Titre original : The Curious Case of Benjamin Button

Vu en : version originale sous-titrée

Ma critique : L’histoire de Benjamin Button est bel et bien étrange. Ce petit être né en 1918 possède une caractéristique hors du commun : son horloge biologique est inversée, si bien qu’au lieu de vieillir, il rajeunit au fil des ans. Issu d’une nouvelle de Francis Scott Fitzgerald publiée en 1922, Benjamin Button est un personnage fascinant qui donnerait du fil à retordre à tout cinéaste souhaitant le porter à l’écran. En 2008, David Fincher relève le défi en se basant sur le scénario écrit par Eric Roth, connu notamment pour avoir remporté l’Oscar du meilleur scénario adapté pour « Forrest Gump » en 1994.

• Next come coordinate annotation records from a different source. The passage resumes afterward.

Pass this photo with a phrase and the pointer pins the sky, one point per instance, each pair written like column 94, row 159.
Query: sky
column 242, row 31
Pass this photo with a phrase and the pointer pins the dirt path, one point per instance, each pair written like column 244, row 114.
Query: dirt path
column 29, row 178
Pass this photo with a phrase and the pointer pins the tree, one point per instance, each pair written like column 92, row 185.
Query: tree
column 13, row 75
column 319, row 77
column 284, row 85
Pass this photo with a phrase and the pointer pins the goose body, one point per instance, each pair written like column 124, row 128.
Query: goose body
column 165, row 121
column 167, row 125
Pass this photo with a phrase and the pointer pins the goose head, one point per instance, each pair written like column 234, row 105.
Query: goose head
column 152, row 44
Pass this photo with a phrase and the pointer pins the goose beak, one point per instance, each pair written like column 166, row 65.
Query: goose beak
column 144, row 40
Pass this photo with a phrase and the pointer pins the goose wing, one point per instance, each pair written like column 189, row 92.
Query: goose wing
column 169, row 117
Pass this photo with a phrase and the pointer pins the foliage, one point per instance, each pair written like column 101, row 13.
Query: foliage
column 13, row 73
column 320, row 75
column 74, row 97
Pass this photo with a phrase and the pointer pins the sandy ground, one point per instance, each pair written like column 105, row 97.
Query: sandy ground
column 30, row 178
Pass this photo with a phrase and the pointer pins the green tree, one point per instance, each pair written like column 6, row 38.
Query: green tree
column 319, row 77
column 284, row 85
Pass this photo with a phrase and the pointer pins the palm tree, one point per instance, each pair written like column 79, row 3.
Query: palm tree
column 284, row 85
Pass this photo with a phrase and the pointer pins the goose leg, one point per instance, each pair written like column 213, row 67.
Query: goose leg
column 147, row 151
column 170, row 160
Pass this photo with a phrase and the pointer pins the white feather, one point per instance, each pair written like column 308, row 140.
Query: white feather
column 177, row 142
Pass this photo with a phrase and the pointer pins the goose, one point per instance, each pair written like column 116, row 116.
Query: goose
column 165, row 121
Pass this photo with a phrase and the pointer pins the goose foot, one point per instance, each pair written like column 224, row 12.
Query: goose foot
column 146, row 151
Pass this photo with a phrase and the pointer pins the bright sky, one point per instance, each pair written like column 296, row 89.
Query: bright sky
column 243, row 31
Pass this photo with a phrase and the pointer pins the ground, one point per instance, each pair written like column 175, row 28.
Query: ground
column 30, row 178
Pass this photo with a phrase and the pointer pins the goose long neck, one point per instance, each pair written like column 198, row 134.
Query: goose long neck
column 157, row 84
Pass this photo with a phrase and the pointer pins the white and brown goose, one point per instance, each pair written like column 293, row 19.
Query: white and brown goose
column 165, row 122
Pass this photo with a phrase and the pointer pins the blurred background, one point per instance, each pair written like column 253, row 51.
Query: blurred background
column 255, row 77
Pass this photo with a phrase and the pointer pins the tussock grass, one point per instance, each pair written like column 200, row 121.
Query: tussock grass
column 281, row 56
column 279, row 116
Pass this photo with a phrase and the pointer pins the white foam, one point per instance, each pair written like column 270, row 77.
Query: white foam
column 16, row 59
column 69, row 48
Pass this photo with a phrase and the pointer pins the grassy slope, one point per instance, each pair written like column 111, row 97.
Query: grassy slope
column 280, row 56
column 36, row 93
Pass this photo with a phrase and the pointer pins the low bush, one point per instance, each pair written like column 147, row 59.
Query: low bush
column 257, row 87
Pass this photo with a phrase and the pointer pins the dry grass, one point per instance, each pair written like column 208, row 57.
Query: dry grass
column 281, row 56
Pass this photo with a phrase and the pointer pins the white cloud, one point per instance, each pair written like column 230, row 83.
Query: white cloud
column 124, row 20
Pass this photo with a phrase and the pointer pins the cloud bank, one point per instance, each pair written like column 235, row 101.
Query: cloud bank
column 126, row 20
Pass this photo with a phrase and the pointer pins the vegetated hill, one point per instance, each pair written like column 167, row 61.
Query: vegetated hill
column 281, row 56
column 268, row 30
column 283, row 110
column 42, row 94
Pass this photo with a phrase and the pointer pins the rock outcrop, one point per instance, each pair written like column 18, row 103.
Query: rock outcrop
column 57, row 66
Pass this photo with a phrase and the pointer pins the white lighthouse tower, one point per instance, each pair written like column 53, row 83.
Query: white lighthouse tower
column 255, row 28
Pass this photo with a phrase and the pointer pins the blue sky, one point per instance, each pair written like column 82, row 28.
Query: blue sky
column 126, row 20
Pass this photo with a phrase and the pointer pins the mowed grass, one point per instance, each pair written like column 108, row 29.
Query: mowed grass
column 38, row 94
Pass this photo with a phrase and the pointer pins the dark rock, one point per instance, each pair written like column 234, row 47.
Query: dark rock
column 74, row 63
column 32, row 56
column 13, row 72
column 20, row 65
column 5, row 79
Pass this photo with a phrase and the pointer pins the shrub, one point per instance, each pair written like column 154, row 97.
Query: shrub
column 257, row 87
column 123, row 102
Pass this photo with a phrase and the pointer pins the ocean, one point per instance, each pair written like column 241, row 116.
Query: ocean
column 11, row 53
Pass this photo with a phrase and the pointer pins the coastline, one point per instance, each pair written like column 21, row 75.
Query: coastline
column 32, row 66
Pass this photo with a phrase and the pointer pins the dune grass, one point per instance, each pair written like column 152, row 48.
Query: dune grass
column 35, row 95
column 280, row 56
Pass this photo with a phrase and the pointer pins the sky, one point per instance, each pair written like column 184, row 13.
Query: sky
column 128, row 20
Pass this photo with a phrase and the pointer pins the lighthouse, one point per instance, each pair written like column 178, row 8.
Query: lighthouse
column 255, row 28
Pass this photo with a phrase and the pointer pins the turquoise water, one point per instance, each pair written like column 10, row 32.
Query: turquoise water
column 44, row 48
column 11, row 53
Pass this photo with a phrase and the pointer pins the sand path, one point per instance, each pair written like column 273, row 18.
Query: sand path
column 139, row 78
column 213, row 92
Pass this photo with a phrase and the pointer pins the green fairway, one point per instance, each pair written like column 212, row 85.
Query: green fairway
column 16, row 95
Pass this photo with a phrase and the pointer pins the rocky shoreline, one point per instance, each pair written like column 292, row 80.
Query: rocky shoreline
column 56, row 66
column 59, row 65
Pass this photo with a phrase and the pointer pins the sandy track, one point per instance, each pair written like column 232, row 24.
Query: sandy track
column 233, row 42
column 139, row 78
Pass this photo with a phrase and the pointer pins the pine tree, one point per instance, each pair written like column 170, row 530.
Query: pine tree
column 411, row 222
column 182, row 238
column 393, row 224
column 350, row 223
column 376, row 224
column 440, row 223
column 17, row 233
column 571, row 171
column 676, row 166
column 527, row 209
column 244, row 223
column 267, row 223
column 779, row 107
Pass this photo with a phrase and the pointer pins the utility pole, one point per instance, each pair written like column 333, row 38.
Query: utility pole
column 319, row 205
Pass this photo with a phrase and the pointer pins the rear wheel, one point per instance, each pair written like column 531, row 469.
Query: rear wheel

Laissant les thrillers de côté, le réalisateur américain nous livre une œuvre de 2h35 qui s’étale sur presque un siècle (de 1918 à 2008). On voit défiler les époques sans jamais se sentir perdus, cela grâce aux sous-titres indiquant la date, aux dialogues mentionnant l’âge de Benjamin Button ainsi qu’à la reconstitution fidèle d’objets d’époque comme le gramophone.

Dans cette œuvre dense, les thèmes abordés sont riches : l’amour, la solitude, le deuil, le temps qui passe. Ceux-ci s’entrecroisent et revêtent une dimension philosophique. La phrase “I was thinking how nothing lasts, and what a shame that is.”, prononcée par Benjamin Button, résonne durant tout le film. Obnubilé par le temps qui passe, Benjamin Button s’escrime à fixer dans sa mémoire les instants les plus précieux, mais ceux-ci lui filent entre les doigts. A la vue de ce triste sort, les fans de l’excellente série « Six Feet Under » entendront certainement Nate Fisher leur chuchoter à l’oreille « You can’t take a picture of this. It’s already gone. » Le film et la série se rejoignent en effet sur plusieurs points, les deux principaux étant que tout le monde meurt et que nous devons faire de notre mieux pour profiter de chaque instant.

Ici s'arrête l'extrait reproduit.